As figuras femininas representadas lembram muito mais figuras gregas das imagens de Ártemis, deusa da caça e da guerra, que índias. A presença de um animal feroz ? a onça ? parece querer reforçar essa aproximação, pois esta deusa era também a senhora das feras. Talvez a evocação de tal semelhança deva-se ao caráter agressivo das mulheres dessa tribo.
Nas palavras de Valéria Marins, temos uma síntese da obra de Debret, "como podemos concluir a partir das análises feitas ao longo deste estudo, em sua obra sobre o Brasil, Debret conseguiu mais do que sua intenção inicial de registrar, numa série documental, diversos dados sobre as populações do Brasil do século XIX; contribuiu para a construção do imaginário brasileiro acerca de suas populações nativas".
Contrastando com a visão satírica de Murilo Mendes, destacada no texto de Valmir de Souza, percebemos que os dois artistas, cada um com suas especificidades, tem visões antagônicas sobre os nativos brasileiros. Debret retrata o índio que aceitou a cultura e introjetou costumes europeu, de forma romântica e pacífica, misturando-os, com certa amabilidade, aos seus. Murilo Mendes os enxerga deglutindo essa cultura expansionista européia. O índio, para Mendes, aceita essa submissão, mas muito mais por uma imposição escravagista e capitalista do que por ter "boa-vontade" para com os homens brancos.

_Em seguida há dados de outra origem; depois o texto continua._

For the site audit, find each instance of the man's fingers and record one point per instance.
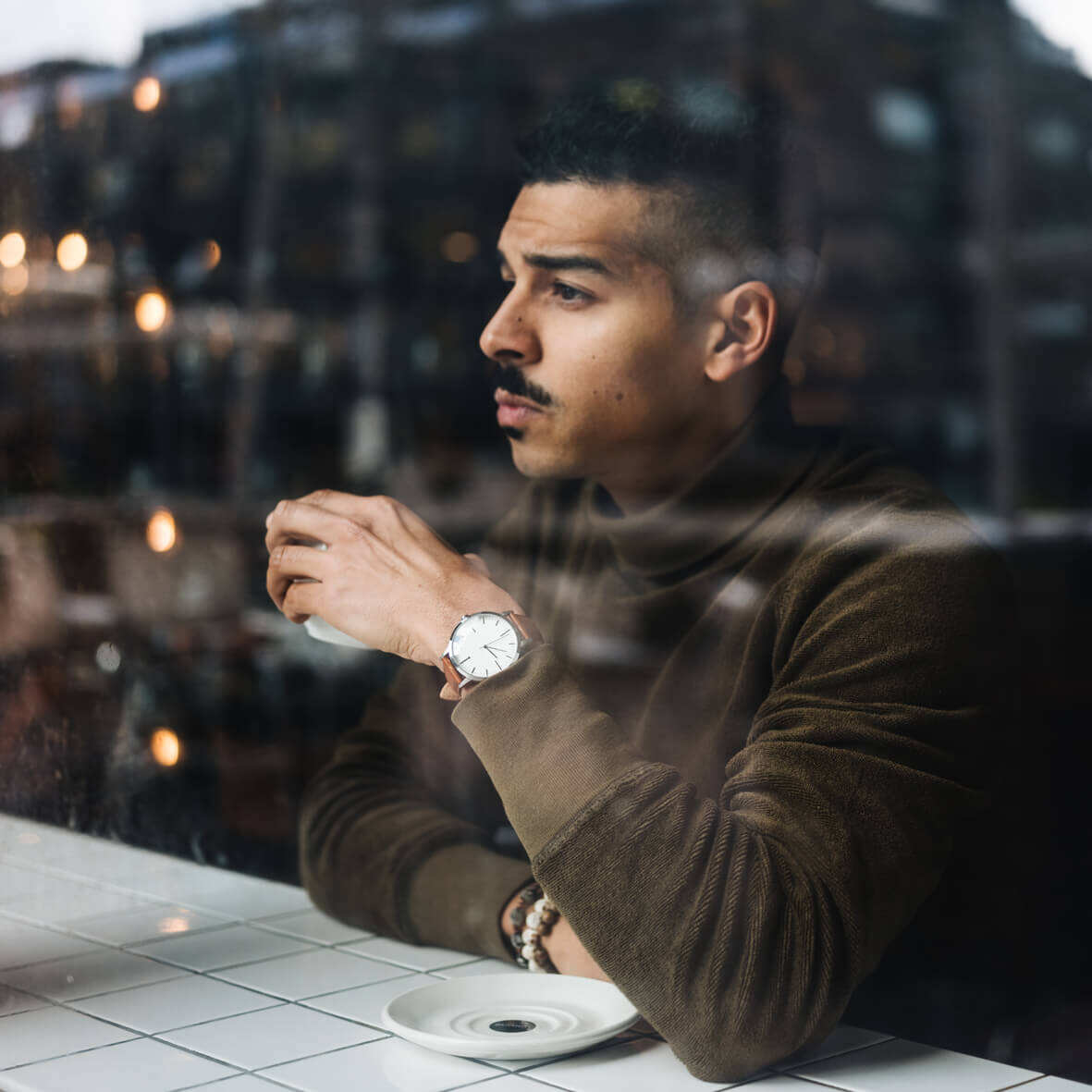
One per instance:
(289, 563)
(301, 599)
(293, 521)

Murilo, muito provavelmente, tenha uma visão mais realista do que deve ter sido, para a população indígena, ser massacrada e escravizada pelo invasor. Enquanto a visão de Debret, mesmo tendo mais uma intenção documental do que crítica, mostra apenas uma certa subserviência de índio ao europeu.


Referências
BARROS, M. G. R. Jean Baptiste Debret: as representações artísticas do pintor-viajante no Rio de Janeiro do Século XIX. Revista Museu. Disponível em: <http://www.revistamuseu.com. br/artigos/art_.asp?id=2991>. Acesso em: 10 jun. 2009.

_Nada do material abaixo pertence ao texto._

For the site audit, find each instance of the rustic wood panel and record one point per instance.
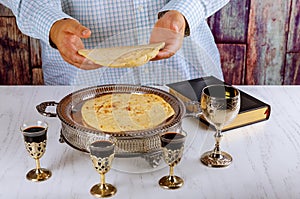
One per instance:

PICCOLI, Valéria. O Brasil na viagem pitoresca e histórica de Debret. 19&20 - A revista eletrônica de DezenoveVinte. V. II, n. 1, jan. 2007. Disponível em: <http://www.dezenovevinte.net/19e20/>. Acesso em: 11 jun. 2009.
ESTADO DE SÃO PAULO. Debret: um neoclássico diante da miséria tropical. 7 mar. 2008. Disponível em: <http://www.estadao.com.br/estadaodehoje/20080307/not_imp136168,0.php>. Acesso em: 12 jun. 2009.
SOUZA,Valmir de. Cultura e literatura: diálogos. São Paulo: Ed. do Autor, 2008.
MARINS, Valéria C. N. Debret e os índios do Brasil. Fundação Oswaldo Cruz . Casa de Oswaldo Cruz. Disponível em: <http://www.coc.fiocruz.br/atualidades/solar/valeria_marins.pdf>. Acesso em: 11 jun. 2009.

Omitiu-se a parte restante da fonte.